The Training Gap and How It Is Closing

The accuracy gap between SNNs and ANNs reflects a training gap as much as an architectural one. ANNs have thirty years of optimization: learning rate schedules, batch normalization, dropout, residual connections, attention mechanisms. SNNs have had practical training methods for less than a decade.

Surrogate gradient descent, formalized by Zenke and Ganguli in 2018 and systematized by Neftci et al. in 2019, enabled backpropagation through spiking networks for the first time. The method is an approximation but it works well enough to close most of the accuracy gap on simpler benchmarks. The remaining gap on complex tasks reflects two things: insufficient training infrastructure and the inherent tension between temporal coding efficiency and the static nature of most benchmark datasets.

SpikingJelly (Fang et al., Science Advances 2023) addressed the infrastructure gap by providing a full-stack Python framework with 11x training acceleration, standard neuron models, hardware backends for multiple neuromorphic chips, and support for ANN-to-SNN conversion alongside direct training. Before SpikingJelly and similar tools, reproducing SNN results from papers required reimplementing the training infrastructure from scratch. The ecosystem is now comparable to early PyTorch in maturity.

ANN-to-SNN conversion remains a viable alternative to direct training for groups that want to deploy existing trained models on neuromorphic hardware. The conversion maps ANN activations to firing rates, treating the output of a spiking neuron over multiple timesteps as an approximation of the original neuron's continuous activation. Rueckauer et al.'s reset-by-subtraction normalization strategy improved conversion quality significantly, and recent work has reduced the required timestep count from hundreds to tens while preserving most of the accuracy.

Where This Points

The benchmarks tell a clear story about which applications SNNs are ready for now and which require continued research.

SNNs are ready for deployment on event-based sensor data. DVS cameras, silicon cochleas, tactile sensors, radar, and other sensors that produce event streams natively pair with SNNs without the encoding overhead that degrades performance on static image benchmarks. The 98%+ accuracy on N-MNIST and DVS-Gesture at power levels an order of magnitude below ANN alternatives is not a research result. It is a deployment argument.

SNNs are ready for audio and temporal pattern recognition tasks, where the inherent temporal dynamics match the structure of the data. Speech processing, keyword spotting, and anomaly detection in time series all benefit from the temporal coding that SNNs handle natively.

SNNs are approaching competitiveness on static image classification. The MSVIT result of 85.06% on ImageNet is within reach of production use cases where the energy advantage justifies a few percentage points of accuracy trade-off, particularly at the edge where a GPU alternative is not an option.

SNNs are not yet competitive for NLP and large language model tasks. The dense, synchronous computation that transformer architectures require does not map naturally to sparse, event-driven spiking computation. This may change as hybrid architectures develop, but it is not the near-term opportunity.

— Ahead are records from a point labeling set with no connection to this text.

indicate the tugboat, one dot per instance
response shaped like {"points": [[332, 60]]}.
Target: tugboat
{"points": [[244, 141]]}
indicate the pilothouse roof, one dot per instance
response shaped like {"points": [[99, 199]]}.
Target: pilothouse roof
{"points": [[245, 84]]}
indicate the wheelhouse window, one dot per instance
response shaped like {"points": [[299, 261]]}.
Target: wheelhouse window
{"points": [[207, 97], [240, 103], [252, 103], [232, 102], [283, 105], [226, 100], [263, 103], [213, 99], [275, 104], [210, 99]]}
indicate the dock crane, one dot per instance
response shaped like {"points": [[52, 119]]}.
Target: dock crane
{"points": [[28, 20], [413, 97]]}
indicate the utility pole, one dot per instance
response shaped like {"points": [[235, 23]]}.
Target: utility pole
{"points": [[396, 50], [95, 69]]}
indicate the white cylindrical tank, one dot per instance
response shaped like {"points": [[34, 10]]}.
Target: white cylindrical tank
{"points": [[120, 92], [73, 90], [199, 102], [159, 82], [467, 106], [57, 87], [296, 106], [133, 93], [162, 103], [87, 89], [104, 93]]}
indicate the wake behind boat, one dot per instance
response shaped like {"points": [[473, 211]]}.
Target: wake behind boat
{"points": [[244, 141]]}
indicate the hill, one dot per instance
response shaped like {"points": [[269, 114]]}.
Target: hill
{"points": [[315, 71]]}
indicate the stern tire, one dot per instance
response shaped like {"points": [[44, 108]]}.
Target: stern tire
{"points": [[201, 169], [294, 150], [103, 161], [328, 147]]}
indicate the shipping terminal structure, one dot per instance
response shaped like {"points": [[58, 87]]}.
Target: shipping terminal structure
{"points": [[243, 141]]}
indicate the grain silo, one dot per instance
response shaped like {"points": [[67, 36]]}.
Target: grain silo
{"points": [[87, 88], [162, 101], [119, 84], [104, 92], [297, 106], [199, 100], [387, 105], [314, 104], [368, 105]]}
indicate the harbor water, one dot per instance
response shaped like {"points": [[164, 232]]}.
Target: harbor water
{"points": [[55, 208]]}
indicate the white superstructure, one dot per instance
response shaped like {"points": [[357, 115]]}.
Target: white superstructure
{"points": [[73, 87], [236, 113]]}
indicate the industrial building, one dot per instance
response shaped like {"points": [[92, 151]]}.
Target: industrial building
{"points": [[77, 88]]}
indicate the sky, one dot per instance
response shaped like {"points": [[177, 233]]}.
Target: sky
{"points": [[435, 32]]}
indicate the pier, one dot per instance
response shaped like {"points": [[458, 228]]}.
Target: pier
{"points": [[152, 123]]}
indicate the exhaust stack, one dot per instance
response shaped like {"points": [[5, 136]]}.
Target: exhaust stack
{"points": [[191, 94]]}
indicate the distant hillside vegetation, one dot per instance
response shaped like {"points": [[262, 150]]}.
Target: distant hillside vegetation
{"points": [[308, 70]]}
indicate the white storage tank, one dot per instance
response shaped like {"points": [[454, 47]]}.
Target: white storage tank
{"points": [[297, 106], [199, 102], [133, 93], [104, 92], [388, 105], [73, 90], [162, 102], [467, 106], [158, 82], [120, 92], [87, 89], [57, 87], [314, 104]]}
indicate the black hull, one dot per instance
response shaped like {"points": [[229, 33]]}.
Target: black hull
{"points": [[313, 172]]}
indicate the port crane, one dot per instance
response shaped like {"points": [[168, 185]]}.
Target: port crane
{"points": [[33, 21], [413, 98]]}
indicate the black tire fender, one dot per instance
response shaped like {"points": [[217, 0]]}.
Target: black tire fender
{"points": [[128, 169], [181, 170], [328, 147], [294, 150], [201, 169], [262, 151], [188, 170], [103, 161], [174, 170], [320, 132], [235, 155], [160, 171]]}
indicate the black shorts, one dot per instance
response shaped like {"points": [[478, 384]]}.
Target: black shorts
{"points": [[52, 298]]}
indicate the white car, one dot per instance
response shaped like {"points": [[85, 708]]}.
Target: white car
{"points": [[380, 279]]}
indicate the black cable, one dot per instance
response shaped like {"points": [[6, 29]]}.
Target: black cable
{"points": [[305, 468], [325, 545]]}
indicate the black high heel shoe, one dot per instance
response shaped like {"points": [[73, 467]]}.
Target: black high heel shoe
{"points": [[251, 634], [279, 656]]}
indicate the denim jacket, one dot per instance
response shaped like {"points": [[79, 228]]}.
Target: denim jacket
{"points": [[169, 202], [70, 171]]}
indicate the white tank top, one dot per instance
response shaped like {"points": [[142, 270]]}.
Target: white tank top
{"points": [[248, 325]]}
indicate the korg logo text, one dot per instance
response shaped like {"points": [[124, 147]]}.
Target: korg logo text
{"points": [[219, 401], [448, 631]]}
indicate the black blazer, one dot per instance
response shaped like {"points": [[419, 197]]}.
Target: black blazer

The hardware-software co-design opportunity is the one that most matters. The energy advantage documented in the CEA study is only accessible when the hardware computes on spike arrival rather than on a fixed clock. Running SNNs on conventional GPUs captures some computational savings but not the full hardware-level efficiency benefit. The full advantage requires neuromorphic hardware. That hardware-software pair, a well-trained sparse SNN running on event-driven neuromorphic silicon for a task where the input data is naturally temporal, is where the research results become deployment results.

The benchmarks show a technology that is competitive in specific domains now, closing the accuracy gap on general tasks rapidly, and awaiting the hardware accessibility improvements that will determine whether research performance translates into deployed systems.